Tuesday, April 5, 2016

D is for Discrimination

I've talked a lot on this blog (especially during the last few days) about how people assign themselves to social groups, and the impacts group membership has on their thoughts and behaviors. What I haven't touched on as much is how being a member of a group impacts how you behave toward another group. We know that people tend to assign positive characteristics to in-group members and negative characteristics to out-group members, so it makes sense that they might also behave differently toward people they believe possess these positive or negative characteristics. This differential treatment is called discrimination.

Like so many concepts in psychology, this harmful behavior arises from mundane causes. Human beings are cognitive misers - this means that they save their mental energy for the times when it is really needed, and spend the rest of the time on a sort of auto-pilot. They create categories (schema) to quickly represent both people and objects. There's no need for you to figure out how a chair works each time you encounter a new one, because you have a cognitive representation of that object that tells you what it is and how it works. In fact, when you learn, you engage in two simple processes: generalizing, which means group things that are similar together, and discriminating, which means separating things that are different from other things. Remember Sesame Street?

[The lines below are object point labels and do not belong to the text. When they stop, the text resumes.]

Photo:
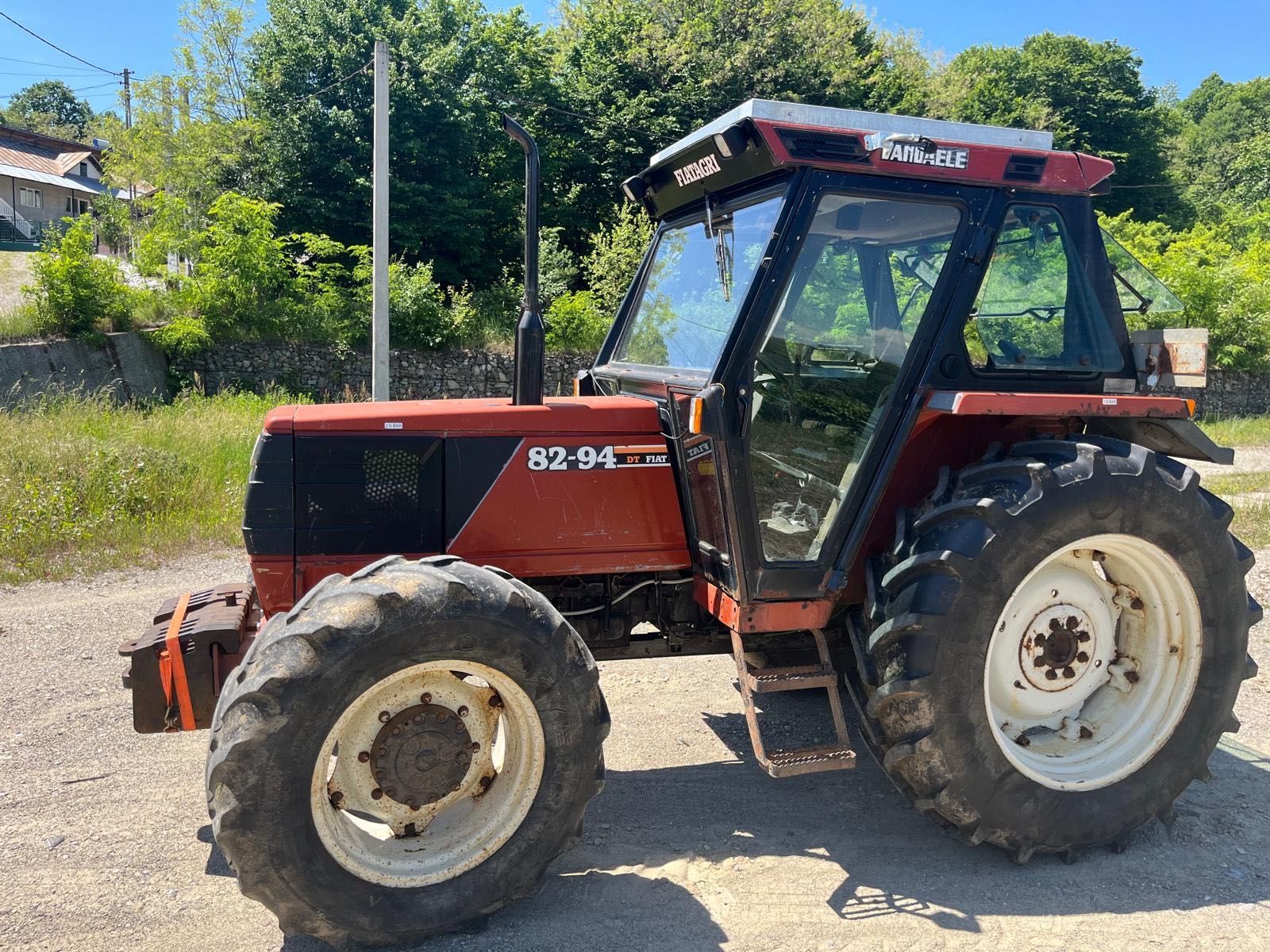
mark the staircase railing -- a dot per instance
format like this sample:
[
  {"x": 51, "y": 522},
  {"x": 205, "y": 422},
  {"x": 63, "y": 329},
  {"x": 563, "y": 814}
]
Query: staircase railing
[{"x": 21, "y": 224}]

This simple game played with children teaches them how to generalize and discriminate. We also notice when people are different from us, which is a form of discriminating (not discrimination - yet).

Because our brain is built to put people and objects into easy categories, this can make us likely to start applying certain characteristics to those categories of people. If we're not careful, these can become stereotypes - beliefs about the behavior or thoughts of a certain group. Stereotypes can lead to prejudice, which is an inflexible and incorrect (and usually negative) attitude toward a certain group. Finally, prejudice can lead to discrimination, which is a behavior toward a certain group.

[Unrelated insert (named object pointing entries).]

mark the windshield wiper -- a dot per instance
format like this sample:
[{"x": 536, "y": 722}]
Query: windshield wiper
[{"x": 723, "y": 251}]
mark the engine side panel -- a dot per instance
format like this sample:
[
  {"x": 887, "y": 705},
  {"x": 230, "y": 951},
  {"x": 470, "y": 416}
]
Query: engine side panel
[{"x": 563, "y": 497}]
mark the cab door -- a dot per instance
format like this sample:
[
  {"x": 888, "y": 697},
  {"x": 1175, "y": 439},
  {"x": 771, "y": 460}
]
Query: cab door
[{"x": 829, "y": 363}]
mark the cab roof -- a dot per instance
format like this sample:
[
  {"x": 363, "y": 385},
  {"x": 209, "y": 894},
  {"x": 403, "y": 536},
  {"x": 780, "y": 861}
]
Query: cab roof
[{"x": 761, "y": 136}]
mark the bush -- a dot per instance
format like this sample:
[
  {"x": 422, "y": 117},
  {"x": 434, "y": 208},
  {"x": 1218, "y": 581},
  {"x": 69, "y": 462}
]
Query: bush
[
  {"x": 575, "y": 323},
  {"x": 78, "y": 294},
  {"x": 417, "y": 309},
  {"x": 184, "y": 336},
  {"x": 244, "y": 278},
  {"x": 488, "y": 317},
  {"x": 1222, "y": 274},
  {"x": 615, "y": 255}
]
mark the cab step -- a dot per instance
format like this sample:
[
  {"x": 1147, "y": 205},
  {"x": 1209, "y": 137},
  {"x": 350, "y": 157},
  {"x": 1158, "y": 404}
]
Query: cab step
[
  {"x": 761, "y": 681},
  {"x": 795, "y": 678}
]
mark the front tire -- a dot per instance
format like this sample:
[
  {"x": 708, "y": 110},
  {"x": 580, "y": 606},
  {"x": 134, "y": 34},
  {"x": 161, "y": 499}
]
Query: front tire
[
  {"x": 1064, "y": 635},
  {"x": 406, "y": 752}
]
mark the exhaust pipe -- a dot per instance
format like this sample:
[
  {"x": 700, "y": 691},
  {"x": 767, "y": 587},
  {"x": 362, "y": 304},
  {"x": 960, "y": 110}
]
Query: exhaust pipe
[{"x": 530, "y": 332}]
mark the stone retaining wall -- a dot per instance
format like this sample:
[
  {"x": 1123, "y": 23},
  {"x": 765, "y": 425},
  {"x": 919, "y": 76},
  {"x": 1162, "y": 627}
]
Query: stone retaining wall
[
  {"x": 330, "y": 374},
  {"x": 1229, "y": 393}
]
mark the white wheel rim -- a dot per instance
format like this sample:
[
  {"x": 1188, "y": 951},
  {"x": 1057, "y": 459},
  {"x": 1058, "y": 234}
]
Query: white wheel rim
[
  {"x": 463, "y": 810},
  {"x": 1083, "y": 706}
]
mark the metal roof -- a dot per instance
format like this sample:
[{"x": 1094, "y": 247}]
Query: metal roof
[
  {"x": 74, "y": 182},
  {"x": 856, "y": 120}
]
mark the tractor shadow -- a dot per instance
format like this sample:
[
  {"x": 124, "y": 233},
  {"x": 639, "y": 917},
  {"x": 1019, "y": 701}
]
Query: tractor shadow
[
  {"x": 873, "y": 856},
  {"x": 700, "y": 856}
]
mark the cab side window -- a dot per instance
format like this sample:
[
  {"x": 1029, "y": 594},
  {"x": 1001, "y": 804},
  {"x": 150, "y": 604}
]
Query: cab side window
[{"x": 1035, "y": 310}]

I do want to mention that by explaining the "lineage" of discrimination, I'm in no way excusing it. Instead, I think that by understanding the natural ways these attitudes, beliefs, and behaviors arise, we can take steps to prevent prejudice and discrimination. Obviously it takes work, because it often requires people to think in the opposite way to which they are inclined. For instance, some prejudice interventions ask people to look for commonalities between themselves and the out-group, essentially recategorizing people so that your out-group is now part of your in-group. Increased contact with the out-group can also decrease prejudice. (I'll be blogging later in April about both of these interventions, because they involve some of the most influential research in social psychology - so stay tuned!)

3 comments:

  1. Thank you for this. Categorizing things and putting them in groups is helpful for laundry. It's not really good to put people into categories and then discriminate against them. I'll be interested in reading about the interventions.

    ReplyDelete
  2. It's all in how you apply it. Noticing that someone is different isn't bad. It's treating that someone different because of the difference that's the problem.